Some argue that IT innovation is more important than ever in a time of economic crisis. But how can CIOs continue to do more with less and at the same time be pioneers in the field of IT innovation? James A. Champy,
How does IT innovation lead to business transformation?
IT innovation can improve the business through technology in a variety of ways. Ed Trainor, formerly CIO at Amtrak (aka National Railroad Passenger Corp.), viewed IT as an enabler of business-driven transformation. For instance, the implementation of wireless service on Amtrak's Acela Express trains was instigated by the marketing department and supported by IT. He categorizes transformations in terms of "big T" and "little T" changes, distinguishing between changes that can be carried out relatively quickly and easily (little T) and those which require looking at a challenge in a completely new way from the ground up (big T).
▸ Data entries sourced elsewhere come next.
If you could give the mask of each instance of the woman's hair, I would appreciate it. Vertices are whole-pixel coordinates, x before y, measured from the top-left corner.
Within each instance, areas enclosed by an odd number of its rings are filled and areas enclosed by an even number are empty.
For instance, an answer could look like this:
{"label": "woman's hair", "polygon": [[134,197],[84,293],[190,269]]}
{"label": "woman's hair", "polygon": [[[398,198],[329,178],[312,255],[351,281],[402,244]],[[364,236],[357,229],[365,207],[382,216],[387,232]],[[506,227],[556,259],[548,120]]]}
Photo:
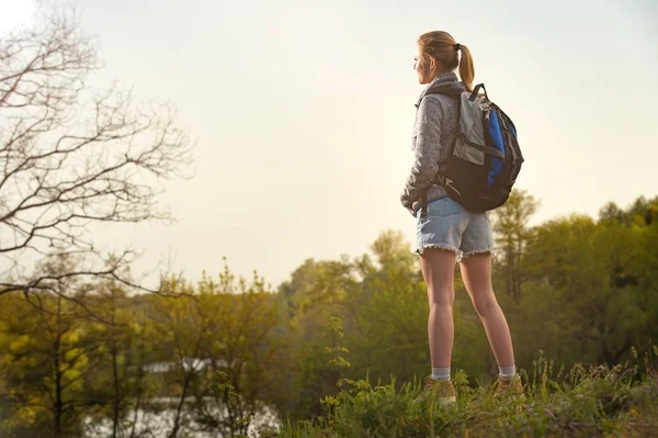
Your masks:
{"label": "woman's hair", "polygon": [[[475,78],[475,69],[473,68],[473,57],[468,47],[457,44],[451,34],[443,31],[428,32],[418,38],[421,54],[431,55],[439,60],[444,68],[450,71],[460,67],[460,77],[472,90],[473,79]],[[462,52],[460,60],[458,52]]]}

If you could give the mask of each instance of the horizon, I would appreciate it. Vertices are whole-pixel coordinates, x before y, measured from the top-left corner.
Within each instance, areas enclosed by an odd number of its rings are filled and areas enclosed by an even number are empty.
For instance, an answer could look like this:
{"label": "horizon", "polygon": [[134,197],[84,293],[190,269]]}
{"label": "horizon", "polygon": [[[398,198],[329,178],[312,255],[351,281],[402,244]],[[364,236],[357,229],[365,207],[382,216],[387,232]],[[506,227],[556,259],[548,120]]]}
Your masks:
{"label": "horizon", "polygon": [[[29,22],[35,4],[8,3],[0,32]],[[541,201],[533,224],[657,194],[649,1],[77,5],[105,63],[94,81],[171,99],[196,141],[196,175],[164,184],[177,224],[103,232],[107,245],[144,251],[141,271],[171,259],[196,282],[226,257],[236,274],[256,270],[276,288],[306,259],[367,252],[386,229],[412,244],[399,193],[422,90],[415,44],[429,30],[468,46],[476,83],[518,126],[515,187]]]}

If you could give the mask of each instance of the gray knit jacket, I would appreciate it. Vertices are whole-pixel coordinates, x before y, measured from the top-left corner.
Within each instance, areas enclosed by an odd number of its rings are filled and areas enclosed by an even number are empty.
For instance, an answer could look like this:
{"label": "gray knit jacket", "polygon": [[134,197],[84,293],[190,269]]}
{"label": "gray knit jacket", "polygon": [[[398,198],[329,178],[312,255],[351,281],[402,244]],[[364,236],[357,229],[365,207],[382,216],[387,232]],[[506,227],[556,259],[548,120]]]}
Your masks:
{"label": "gray knit jacket", "polygon": [[453,92],[466,91],[466,86],[457,81],[454,72],[440,75],[423,90],[416,103],[413,124],[413,165],[400,194],[402,205],[416,215],[420,209],[422,192],[428,191],[428,202],[446,195],[445,189],[432,184],[440,166],[447,159],[455,142],[460,121],[460,103],[443,94],[429,94],[435,88],[446,88]]}

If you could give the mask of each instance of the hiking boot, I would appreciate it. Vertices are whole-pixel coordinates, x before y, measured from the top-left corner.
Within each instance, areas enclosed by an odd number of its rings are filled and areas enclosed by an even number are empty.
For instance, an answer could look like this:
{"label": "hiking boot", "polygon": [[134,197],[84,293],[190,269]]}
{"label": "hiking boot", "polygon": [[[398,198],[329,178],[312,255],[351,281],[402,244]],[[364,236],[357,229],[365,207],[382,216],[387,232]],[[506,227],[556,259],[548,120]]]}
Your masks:
{"label": "hiking boot", "polygon": [[523,395],[523,383],[521,383],[521,377],[514,375],[512,380],[507,381],[498,375],[498,379],[494,383],[495,396],[522,396]]}
{"label": "hiking boot", "polygon": [[426,385],[416,402],[430,401],[446,405],[455,403],[456,400],[457,392],[450,380],[436,380],[428,375]]}

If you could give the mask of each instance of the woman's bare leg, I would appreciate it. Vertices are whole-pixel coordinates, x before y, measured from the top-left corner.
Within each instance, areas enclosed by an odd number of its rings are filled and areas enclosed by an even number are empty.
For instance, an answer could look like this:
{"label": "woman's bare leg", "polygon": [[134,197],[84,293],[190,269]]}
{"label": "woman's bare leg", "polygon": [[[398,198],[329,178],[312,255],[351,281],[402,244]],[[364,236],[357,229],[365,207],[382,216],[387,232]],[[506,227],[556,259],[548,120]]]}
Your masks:
{"label": "woman's bare leg", "polygon": [[428,335],[432,368],[449,368],[454,341],[452,307],[455,301],[455,254],[444,249],[427,249],[420,256],[420,268],[430,302]]}

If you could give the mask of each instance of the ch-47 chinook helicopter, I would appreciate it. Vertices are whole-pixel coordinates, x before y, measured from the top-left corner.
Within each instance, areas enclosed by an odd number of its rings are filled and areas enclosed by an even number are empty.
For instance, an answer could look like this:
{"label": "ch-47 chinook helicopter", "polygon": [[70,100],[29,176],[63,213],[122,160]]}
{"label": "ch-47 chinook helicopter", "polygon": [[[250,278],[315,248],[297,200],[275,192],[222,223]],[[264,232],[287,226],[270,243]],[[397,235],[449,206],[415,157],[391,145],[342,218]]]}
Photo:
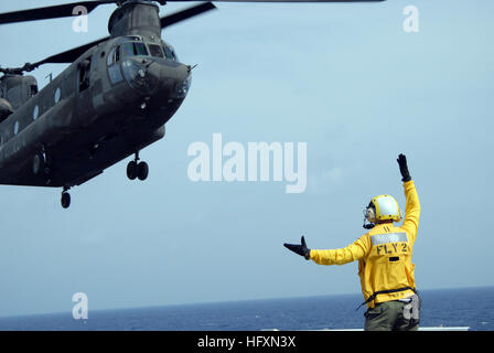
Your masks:
{"label": "ch-47 chinook helicopter", "polygon": [[[167,0],[189,1],[189,0]],[[375,2],[382,0],[219,0],[228,2]],[[101,4],[117,9],[109,36],[0,73],[0,184],[68,190],[133,154],[127,176],[144,180],[139,151],[164,137],[164,125],[184,100],[192,68],[178,61],[161,30],[215,9],[212,2],[159,17],[165,1],[80,1],[0,13],[0,25],[73,15]],[[43,89],[24,75],[47,63],[69,64]]]}

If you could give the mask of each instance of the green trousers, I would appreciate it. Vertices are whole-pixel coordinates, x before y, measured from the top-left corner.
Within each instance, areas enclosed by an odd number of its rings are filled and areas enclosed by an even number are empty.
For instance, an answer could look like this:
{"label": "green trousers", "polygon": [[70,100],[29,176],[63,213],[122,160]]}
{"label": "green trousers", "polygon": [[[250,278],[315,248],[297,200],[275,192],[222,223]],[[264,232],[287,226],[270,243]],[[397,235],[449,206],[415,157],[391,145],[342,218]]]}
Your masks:
{"label": "green trousers", "polygon": [[368,309],[365,317],[365,331],[417,331],[418,324],[411,324],[404,318],[402,301],[386,301]]}

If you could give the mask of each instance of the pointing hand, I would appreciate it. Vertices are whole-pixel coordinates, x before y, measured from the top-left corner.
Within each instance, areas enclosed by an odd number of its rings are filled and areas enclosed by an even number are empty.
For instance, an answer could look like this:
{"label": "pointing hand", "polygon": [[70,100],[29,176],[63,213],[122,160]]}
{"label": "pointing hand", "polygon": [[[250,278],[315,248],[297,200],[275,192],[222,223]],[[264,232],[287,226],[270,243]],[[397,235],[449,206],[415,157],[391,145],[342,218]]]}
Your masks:
{"label": "pointing hand", "polygon": [[311,249],[307,247],[307,243],[305,243],[305,238],[302,235],[302,239],[301,239],[302,244],[287,244],[284,243],[283,246],[289,249],[292,250],[293,253],[303,256],[307,260],[311,258]]}
{"label": "pointing hand", "polygon": [[399,154],[397,161],[398,161],[398,164],[399,164],[399,171],[400,171],[401,176],[402,176],[401,181],[404,181],[404,182],[405,181],[410,181],[411,176],[410,176],[410,173],[408,171],[407,158],[405,157],[405,154]]}

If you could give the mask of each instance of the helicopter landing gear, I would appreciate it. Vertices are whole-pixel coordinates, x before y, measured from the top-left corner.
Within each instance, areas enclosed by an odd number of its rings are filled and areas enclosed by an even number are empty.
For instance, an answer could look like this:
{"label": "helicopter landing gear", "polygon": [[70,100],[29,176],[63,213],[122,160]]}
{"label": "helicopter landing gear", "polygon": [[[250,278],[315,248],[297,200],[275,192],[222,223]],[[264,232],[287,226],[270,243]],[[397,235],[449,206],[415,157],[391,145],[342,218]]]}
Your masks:
{"label": "helicopter landing gear", "polygon": [[71,194],[67,192],[69,188],[64,186],[64,191],[62,191],[62,207],[68,208],[71,206]]}
{"label": "helicopter landing gear", "polygon": [[139,162],[139,152],[136,152],[136,159],[127,164],[127,178],[135,180],[146,180],[149,175],[149,165],[146,162]]}

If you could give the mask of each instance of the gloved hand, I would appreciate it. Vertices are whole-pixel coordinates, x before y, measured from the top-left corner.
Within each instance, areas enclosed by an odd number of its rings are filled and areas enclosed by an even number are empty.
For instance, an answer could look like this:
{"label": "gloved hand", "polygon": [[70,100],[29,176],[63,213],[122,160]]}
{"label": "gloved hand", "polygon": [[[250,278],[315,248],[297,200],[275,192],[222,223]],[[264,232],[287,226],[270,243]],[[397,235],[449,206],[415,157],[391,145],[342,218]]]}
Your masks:
{"label": "gloved hand", "polygon": [[307,247],[305,238],[303,237],[303,235],[301,243],[301,245],[284,243],[283,246],[287,249],[292,250],[293,253],[299,254],[300,256],[303,256],[307,260],[309,260],[311,258],[311,249]]}
{"label": "gloved hand", "polygon": [[399,164],[399,171],[402,176],[401,181],[404,181],[404,182],[410,181],[411,176],[410,176],[410,172],[408,171],[407,158],[405,157],[405,154],[399,154],[397,161]]}

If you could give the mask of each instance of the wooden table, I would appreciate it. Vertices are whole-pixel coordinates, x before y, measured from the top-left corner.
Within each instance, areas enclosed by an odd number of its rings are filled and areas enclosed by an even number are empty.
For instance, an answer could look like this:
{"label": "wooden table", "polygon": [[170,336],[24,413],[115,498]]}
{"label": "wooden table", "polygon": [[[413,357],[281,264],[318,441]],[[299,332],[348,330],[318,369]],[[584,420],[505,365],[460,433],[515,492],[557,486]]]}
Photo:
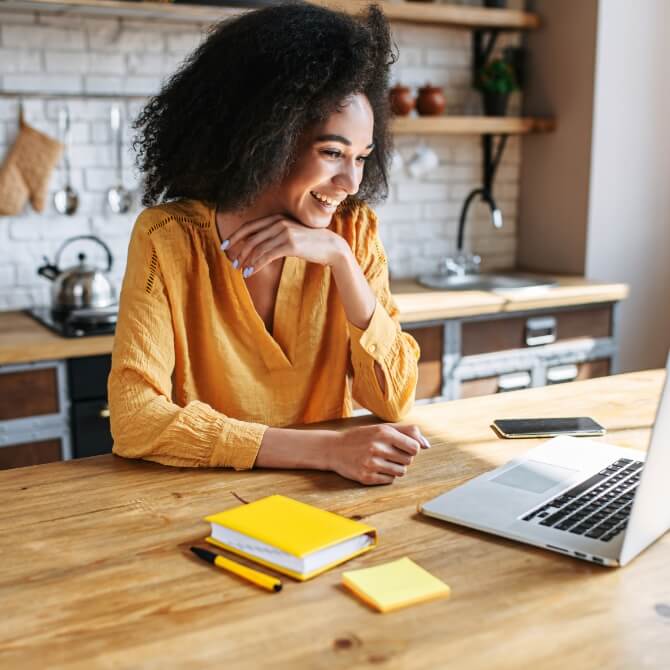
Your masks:
{"label": "wooden table", "polygon": [[[417,408],[410,419],[433,448],[385,487],[113,456],[0,473],[0,667],[667,669],[670,534],[609,569],[416,512],[537,443],[496,438],[497,417],[591,415],[608,441],[644,448],[662,379],[641,372]],[[271,493],[376,526],[379,546],[346,568],[410,556],[452,597],[381,615],[343,590],[342,566],[285,579],[274,595],[188,555],[205,514]]]}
Tough love was one of the components that helped turn Boston Scientific Corp.'s IT department from a "geek squad" into a vested business partner that could help change the company. CIO Rich Adduci spoke about the five big steps that took the medical device maker's IT organization from a crawl to a walk, to a run.
One step was to reset the mission role of IT. When Adduci showed up at Boston Scientific, he found an IT organization out of whack with the mission at the company. "We make things that matter," he said. The IT organization, however, seemed stuck on technology for technology's sake.